È diverso il caso delle tecnologie che fanno capo alle interfacce conversazionali e quindi, lato Retail, al conversational shopping: fare acquisti interagendo con un assistente virtuale, oggi più che altro con chatbot testuali ma in futuro sempre più parlando con un assistente virtuale (Alexa di Amazon fa da apripista). L’interesse medio del campione per queste tecnologie è basso (32%), ma è anche bassa la percentuale (9%) di chi ha sperimentato questa forma di eCommerce. I numeri cresceranno, anche perché sullo sfondo c’è una evoluzione generale di tutte le interfacce uomo-macchina verso i modelli conversazionali: il Retail non farà eccezione.
Avere informazioni dettagliate su prodotti e servizi e pagare direttamente via assistente virtuale sono i principali vantaggi del conversational shopping, secondo chi l’ha effettivamente provato. Due aspetti che alla fine vanno nella stessa direzione: semplificare al massimo l’acquisto. Che però nello shopping “conversazionale” non è ancora un acquisto generico, oggi, perché parlando con l’Alexa del caso si perde l’elemento visuale degli acquisti. Non è un caso che oggi alimenti, bevande e prodotti per pulizia e cura della casa siano quelli più acquistati via conversational shopping. È il classico scenario da lista della spesa, per cui viene naturale dialogare con un assistente virtuale e chiudere l'acquisto rapidamente.

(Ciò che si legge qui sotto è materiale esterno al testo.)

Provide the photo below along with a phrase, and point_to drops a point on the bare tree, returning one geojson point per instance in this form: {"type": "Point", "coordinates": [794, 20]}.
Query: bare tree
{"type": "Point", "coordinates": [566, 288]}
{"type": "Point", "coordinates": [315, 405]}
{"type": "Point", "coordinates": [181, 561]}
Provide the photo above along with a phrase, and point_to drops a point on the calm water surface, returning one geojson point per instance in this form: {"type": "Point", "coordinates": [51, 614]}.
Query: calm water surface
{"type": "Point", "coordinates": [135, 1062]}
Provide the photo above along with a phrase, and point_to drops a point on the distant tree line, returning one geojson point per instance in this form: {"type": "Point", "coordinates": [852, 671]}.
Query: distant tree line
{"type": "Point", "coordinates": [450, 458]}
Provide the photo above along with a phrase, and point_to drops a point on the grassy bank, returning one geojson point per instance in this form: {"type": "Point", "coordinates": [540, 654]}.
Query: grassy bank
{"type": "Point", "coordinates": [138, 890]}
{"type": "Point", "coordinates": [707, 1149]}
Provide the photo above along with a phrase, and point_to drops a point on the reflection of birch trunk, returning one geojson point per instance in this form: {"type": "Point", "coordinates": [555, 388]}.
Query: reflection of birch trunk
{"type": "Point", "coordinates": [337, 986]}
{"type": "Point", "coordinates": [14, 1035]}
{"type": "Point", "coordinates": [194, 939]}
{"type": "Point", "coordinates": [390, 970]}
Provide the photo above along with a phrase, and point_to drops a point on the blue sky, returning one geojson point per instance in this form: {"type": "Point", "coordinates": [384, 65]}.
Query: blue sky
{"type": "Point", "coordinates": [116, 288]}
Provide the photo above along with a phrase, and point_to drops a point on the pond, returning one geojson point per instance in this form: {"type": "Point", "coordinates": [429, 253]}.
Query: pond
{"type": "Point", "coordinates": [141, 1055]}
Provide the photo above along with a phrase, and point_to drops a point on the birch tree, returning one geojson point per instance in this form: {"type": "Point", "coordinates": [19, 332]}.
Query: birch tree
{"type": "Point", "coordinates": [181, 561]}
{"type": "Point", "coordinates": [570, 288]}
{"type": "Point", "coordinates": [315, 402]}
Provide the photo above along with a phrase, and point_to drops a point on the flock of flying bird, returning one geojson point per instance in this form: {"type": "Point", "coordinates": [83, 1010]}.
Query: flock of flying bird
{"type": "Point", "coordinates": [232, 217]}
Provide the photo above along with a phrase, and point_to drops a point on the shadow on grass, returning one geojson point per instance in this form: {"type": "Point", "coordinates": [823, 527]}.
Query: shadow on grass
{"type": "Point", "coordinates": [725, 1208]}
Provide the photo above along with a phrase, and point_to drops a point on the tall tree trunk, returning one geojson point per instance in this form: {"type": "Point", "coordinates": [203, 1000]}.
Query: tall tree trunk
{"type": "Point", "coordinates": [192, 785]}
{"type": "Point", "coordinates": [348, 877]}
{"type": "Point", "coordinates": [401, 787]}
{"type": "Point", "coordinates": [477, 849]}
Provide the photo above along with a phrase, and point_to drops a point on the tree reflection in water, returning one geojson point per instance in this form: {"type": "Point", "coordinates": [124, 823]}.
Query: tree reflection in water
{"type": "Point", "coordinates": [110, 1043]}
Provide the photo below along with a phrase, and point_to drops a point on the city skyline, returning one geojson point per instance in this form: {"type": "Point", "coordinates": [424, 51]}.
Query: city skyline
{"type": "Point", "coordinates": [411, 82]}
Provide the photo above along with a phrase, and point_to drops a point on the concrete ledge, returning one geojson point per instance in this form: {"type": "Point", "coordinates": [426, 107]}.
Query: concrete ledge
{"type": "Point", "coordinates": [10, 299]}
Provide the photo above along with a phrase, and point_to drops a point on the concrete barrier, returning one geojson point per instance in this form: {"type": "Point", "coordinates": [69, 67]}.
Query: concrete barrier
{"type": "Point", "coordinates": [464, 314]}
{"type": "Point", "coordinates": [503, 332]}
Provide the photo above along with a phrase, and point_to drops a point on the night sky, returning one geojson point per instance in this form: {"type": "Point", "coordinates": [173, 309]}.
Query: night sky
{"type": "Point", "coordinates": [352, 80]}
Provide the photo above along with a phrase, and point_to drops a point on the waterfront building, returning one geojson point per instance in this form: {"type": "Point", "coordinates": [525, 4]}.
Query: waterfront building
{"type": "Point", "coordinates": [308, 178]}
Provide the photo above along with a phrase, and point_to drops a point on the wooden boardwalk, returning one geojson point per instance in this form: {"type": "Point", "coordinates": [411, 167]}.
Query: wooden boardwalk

I consumatori possono anche essere ben disposti verso le innovazioni tecnologiche, ai retailer resta però il peso – e non è cosa nuova – di capire quali valga la pena implementare. Anche e soprattutto perché, banalmente, le tecnologie innovative costano e non è semplice definirne il ROI. “Oggi chi vuole offrire esperienze di acquisto particolarmente evolute – ribadisce Cascianelli – deve mettere in conto un investimento iniziale anche molto più elevato della media, poi man mano queste esperienze di acquisto diventeranno mainstream” e quindi alla portata di più operatori, come è stato per qualsiasi nuova tecnologia.
Il compito di chi fa soluzioni di eCommerce è anche incanalare al meglio questa evoluzione, rendendola più fruibile e puntando su una logica di soluzioni componibili che permettano a ciascun retailer di investire nelle tecnologie che, di volta in volta, hanno più senso per il suo modello e le sue strategie di business.
Per l’analisi di Vtex, comunque, niente convince i consumatori della validità di una nuova tecnologia più che averla provata direttamente. Da qui l’invito per i retailer a testare il nuovo anche prima che sia evidentemente necessario: se è vero che le nuove tecnologie diventeranno più pervasive e più accessibili, quindi aspettare ha un senso, è anche vero che “i retailer devono cercare di avvicinarsi comunque alle forme più innovative di acquisto perché vanno incontro alle due esigenze principali dei consumatori: immediatezza e personalizzazione del customer journey”, commenta Cascianelli. Insomma, l’eCommerce “classico” oggi può anche bastare, in prospettiva no: quando e come fare il salto verso le nuove tecnologie dipende dal singolo retailer, ma che il salto vada fatto è fuor di dubbio.